Retirement accounts are considered a marital asset in a divorce. Whatever accrued during the time of the marriage can be divided. A common issue when dividing a pension and retirement accounts is when someone might have worked for an employer for a long time, and they want to keep their pension at all costs. For instance, the person may want their spouse to have the house instead. The pension would need to be valued so it compares to the house value. The valuations are done by a specialist, they determine what the present value of that pension is. They do this by taking the number of payments expected to be made in the pension from the date the person starts collecting to the anticipated date of death.

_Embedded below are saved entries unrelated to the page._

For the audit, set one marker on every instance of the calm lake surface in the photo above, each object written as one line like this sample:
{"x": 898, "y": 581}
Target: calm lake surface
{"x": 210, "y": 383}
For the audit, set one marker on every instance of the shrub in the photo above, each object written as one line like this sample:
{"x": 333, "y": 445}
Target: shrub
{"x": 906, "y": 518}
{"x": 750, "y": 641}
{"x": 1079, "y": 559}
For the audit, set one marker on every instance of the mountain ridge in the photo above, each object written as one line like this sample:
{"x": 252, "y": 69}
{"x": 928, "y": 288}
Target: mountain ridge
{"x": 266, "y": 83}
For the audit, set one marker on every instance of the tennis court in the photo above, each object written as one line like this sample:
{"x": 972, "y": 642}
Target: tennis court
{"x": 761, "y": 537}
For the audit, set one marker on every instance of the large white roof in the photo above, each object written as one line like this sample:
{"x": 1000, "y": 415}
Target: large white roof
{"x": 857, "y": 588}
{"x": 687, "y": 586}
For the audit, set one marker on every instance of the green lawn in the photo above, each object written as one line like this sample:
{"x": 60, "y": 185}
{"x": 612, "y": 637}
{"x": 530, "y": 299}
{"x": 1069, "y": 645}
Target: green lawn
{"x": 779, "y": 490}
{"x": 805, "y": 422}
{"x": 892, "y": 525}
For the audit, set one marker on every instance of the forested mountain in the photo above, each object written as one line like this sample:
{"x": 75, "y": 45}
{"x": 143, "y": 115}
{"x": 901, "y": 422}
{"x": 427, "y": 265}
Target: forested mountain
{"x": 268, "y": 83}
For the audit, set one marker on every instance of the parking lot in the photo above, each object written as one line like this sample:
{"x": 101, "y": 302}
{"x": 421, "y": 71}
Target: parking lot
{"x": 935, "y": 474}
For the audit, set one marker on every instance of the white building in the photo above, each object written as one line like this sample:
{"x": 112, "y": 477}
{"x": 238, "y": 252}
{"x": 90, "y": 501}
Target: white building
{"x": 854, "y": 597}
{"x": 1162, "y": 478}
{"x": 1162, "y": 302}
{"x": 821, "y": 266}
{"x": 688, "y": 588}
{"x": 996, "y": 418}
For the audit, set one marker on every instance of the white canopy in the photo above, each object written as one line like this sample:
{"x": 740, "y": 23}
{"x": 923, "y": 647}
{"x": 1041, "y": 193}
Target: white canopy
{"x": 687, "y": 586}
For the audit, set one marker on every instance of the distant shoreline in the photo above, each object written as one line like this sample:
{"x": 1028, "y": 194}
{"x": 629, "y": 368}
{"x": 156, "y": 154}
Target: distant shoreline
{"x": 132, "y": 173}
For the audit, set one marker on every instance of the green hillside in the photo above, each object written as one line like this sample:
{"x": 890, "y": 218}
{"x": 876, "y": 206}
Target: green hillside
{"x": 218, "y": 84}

Retirement accounts are considered in marital assets in a divorce and the general way of the treated is that whatever accrued during the marital coverture period is divided. What marital coverture means is how long the parties have been married. So, what would be divided is what accrued from the date of the marriage to the date of divorce. Therefore, the issue with retirement plans is in pensions. Sometimes people just divide the payment that they are ultimately going to receive. For instance, if you are going to receive a payment of $3,000 a month after you retire 15 years from now, that $3,000 a month is not divided 50:50.
Let’s use an example where the parties are married for 20 years. Then the pension is payable, provided the party continues working say for 10 years beyond the divorce date. How it would work in terms of payment is that one spouse would get two-thirds of one-half. So, in the case of the $3,000 payment, one spouse would get half of two-thirds of $3000, which is one half of $2000, which in turn is $1000.

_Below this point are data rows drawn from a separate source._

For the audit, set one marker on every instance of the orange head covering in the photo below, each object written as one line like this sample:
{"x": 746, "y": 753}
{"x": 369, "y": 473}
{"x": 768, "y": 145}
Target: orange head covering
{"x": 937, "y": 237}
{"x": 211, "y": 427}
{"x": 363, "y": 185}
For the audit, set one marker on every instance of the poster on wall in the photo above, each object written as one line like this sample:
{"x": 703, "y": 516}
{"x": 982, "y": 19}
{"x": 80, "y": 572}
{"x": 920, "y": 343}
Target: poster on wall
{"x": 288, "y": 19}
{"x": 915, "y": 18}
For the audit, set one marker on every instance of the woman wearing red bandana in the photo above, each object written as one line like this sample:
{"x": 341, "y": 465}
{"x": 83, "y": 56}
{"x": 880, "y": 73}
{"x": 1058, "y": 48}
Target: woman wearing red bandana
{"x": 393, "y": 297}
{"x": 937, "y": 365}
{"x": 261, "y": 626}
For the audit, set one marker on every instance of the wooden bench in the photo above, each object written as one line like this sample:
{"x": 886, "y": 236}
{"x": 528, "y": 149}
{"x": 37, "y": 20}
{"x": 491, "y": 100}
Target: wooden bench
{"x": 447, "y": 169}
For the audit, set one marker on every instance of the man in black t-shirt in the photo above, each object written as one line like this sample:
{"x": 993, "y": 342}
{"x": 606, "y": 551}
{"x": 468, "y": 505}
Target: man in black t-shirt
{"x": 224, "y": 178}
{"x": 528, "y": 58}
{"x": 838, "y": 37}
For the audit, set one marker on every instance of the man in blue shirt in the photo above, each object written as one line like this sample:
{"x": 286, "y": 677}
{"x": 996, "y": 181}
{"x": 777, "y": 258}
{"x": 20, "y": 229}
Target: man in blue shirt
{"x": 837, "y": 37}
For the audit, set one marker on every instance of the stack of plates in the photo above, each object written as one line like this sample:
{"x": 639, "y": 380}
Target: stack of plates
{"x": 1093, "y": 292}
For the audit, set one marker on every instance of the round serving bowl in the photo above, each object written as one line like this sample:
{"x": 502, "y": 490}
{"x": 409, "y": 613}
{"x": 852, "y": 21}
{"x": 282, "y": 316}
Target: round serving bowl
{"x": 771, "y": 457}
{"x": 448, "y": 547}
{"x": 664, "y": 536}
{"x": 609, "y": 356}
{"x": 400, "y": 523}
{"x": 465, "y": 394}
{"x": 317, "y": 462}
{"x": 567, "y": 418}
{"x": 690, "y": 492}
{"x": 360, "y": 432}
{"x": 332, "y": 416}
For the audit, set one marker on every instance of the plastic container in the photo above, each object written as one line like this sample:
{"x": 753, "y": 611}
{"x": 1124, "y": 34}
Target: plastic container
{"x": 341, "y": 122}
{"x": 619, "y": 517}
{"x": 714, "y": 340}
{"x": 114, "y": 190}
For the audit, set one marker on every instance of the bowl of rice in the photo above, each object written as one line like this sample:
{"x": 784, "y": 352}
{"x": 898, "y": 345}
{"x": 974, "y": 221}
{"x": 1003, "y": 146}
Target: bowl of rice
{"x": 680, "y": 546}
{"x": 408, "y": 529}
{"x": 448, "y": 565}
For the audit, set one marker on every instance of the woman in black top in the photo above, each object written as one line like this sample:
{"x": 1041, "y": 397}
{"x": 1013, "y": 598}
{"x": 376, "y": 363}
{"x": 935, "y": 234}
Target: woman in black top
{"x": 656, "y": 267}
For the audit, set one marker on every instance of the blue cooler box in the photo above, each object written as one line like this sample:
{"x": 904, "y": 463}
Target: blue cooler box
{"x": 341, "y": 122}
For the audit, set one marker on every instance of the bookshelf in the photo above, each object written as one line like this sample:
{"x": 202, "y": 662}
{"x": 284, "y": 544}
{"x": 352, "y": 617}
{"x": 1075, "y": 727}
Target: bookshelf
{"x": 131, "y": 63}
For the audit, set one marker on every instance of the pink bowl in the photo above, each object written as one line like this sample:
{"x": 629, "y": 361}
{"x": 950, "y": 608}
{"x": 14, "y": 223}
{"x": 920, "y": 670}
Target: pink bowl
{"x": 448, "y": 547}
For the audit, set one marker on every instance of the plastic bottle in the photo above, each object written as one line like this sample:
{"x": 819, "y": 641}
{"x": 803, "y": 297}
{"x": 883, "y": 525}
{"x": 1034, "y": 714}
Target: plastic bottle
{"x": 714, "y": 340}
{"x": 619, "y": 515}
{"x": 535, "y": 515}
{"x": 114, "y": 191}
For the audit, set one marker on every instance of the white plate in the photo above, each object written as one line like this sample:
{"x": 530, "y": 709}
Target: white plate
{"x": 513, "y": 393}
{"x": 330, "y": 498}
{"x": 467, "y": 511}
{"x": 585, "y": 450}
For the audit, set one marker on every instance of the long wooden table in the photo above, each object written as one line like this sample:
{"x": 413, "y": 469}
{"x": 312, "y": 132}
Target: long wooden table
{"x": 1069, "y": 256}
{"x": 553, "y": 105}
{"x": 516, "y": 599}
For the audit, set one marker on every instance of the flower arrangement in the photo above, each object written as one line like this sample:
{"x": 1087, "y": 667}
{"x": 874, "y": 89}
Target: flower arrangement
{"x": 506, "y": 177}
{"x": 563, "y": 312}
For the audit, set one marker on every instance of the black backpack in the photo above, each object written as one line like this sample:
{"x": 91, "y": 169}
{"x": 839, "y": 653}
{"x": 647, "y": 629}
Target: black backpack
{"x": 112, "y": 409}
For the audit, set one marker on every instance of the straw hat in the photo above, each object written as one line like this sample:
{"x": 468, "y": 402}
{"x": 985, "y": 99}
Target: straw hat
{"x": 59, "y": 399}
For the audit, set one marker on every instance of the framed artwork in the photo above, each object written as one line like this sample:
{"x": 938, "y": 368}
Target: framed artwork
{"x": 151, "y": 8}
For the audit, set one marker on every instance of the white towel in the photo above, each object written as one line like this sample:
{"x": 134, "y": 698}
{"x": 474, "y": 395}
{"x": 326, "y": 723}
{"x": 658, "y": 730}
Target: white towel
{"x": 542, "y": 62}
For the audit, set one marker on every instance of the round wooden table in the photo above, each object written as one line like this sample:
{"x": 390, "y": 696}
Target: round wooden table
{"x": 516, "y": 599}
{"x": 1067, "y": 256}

The way pensions are divided is by means of a qualified domestic relations order. This is drafted and given to the court. The court then approves it. It is consequently given back to your plan administrator for the pension. This plan administrator then has the authority to divide the check between both parties. This still holds true if it is a non-pension payment account, like an IRA account or a 401K account. Those are rather like what-you-see-is-what-you-get accounts. Whatever your balance is, that is the amount that will be divided. If, however, there was an amount that was clearly something that could be carved out as having been prior to the marriage, that is an argument that your attorney could make. However, the court does not always carve out pre-marital IRA or 401K money.
The other problem with dividing pension in retirement accounts is that someone might have worked for an employer for a long time and they want to keep the pension they so painstakingly accrued. It is natural to feel this way, and it is a common issue. They might want to keep the pension and in its stead, give their spouse the house, for instance. This is common. In such a situation, we get the pension valued.

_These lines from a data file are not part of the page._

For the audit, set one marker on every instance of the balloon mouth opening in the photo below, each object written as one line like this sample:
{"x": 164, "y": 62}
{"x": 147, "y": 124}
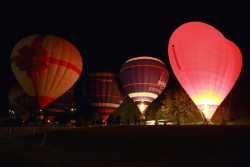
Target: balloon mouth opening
{"x": 142, "y": 105}
{"x": 207, "y": 110}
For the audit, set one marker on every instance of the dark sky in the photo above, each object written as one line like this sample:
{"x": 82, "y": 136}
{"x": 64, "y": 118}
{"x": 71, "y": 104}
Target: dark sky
{"x": 109, "y": 33}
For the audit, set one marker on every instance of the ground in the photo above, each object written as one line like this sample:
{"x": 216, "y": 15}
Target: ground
{"x": 126, "y": 146}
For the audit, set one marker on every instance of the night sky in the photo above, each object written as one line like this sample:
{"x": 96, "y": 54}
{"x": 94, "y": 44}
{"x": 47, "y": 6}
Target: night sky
{"x": 109, "y": 33}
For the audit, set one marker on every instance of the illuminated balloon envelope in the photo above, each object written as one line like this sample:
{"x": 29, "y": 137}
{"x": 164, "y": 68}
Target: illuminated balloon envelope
{"x": 104, "y": 93}
{"x": 143, "y": 79}
{"x": 45, "y": 66}
{"x": 22, "y": 104}
{"x": 204, "y": 64}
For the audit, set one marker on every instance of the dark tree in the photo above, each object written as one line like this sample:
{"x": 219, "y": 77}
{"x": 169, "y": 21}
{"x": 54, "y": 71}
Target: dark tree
{"x": 178, "y": 107}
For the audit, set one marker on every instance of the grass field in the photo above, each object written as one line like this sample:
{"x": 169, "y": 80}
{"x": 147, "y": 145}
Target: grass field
{"x": 126, "y": 146}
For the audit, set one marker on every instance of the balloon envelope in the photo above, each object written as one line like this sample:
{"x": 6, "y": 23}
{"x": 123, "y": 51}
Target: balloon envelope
{"x": 202, "y": 61}
{"x": 143, "y": 79}
{"x": 46, "y": 66}
{"x": 104, "y": 93}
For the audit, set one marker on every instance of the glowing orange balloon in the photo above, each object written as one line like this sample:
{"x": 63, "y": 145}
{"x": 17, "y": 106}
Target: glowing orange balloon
{"x": 46, "y": 66}
{"x": 205, "y": 63}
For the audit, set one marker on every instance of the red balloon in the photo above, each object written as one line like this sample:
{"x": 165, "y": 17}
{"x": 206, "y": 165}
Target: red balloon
{"x": 205, "y": 64}
{"x": 45, "y": 66}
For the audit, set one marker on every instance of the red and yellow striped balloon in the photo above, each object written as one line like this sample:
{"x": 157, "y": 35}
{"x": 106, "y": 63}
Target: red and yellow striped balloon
{"x": 46, "y": 66}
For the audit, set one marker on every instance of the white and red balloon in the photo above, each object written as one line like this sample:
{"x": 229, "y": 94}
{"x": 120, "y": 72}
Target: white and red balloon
{"x": 206, "y": 64}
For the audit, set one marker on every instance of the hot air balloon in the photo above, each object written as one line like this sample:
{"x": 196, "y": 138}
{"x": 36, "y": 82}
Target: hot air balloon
{"x": 61, "y": 105}
{"x": 45, "y": 66}
{"x": 104, "y": 93}
{"x": 205, "y": 63}
{"x": 143, "y": 79}
{"x": 22, "y": 104}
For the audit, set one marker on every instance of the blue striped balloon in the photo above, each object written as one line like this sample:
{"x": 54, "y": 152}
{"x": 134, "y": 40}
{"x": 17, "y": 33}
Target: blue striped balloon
{"x": 143, "y": 79}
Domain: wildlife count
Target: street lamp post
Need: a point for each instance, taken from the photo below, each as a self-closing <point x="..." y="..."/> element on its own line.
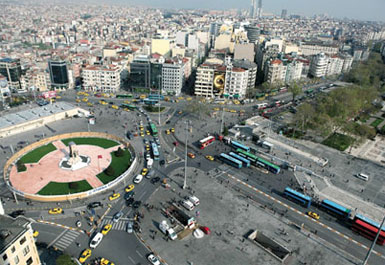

Let me give you a simplified idea of what that means. The evaluations are done by specialists in actuarial science, or an underwriter. What they essentially do is to determine what the present value of that pension is. They first consider the number of payments that are expected to be made from the date the person starts collecting the pension to the date they anticipate the person’s death. They then sign the anticipated date of death by means of actuarial tables. Let us assume for the sake of this example, given that person’s age at the time of divorce and given their life expectancy, that they are going to collect the pension for 20 years in 10 years’ time. What they do is they take 20 years of payments and reduce it to a present value. Let’s assume that the monthly payment is $3,000. The present value would be calculated by multiplying $3,000 a month by 20 years, and then that would be reduced to a present value. So this might effectively be two-thirds of the actual amount received. This is because they must backdate it since you are assigning a value to that pension now and trading that against another asset.
Let us assume you get a pension evaluation that determines that the pension is worth $250,000. Let us also assume that the equity on the house is $250,000. In some situations, one spouse decides to keep the pension, and the other keeps the house.
Another argument that individuals often have is that the juxtaposition of pension money with a house is tantamount to comparing two very dissimilar quantities. Perhaps there ought to be a discount for the pension money. Worry not, because that is taken into account by the actuary with the calculation of the present value.
However, that same argument is also made regarding IRAs and 401Ks. This is because withdrawals from an IRA or 401K are taxable events. This causes some individuals to argue that the 401K and IRA should not be treated the same as the house. But the other side of that argument is that money and house does not always translate to cash either. Although you may get an equity line of credit, cash and house is subject to cost when it’s distributed. These take the form of broker’s fees, other normal customer reselling costs, tax stamps and so on.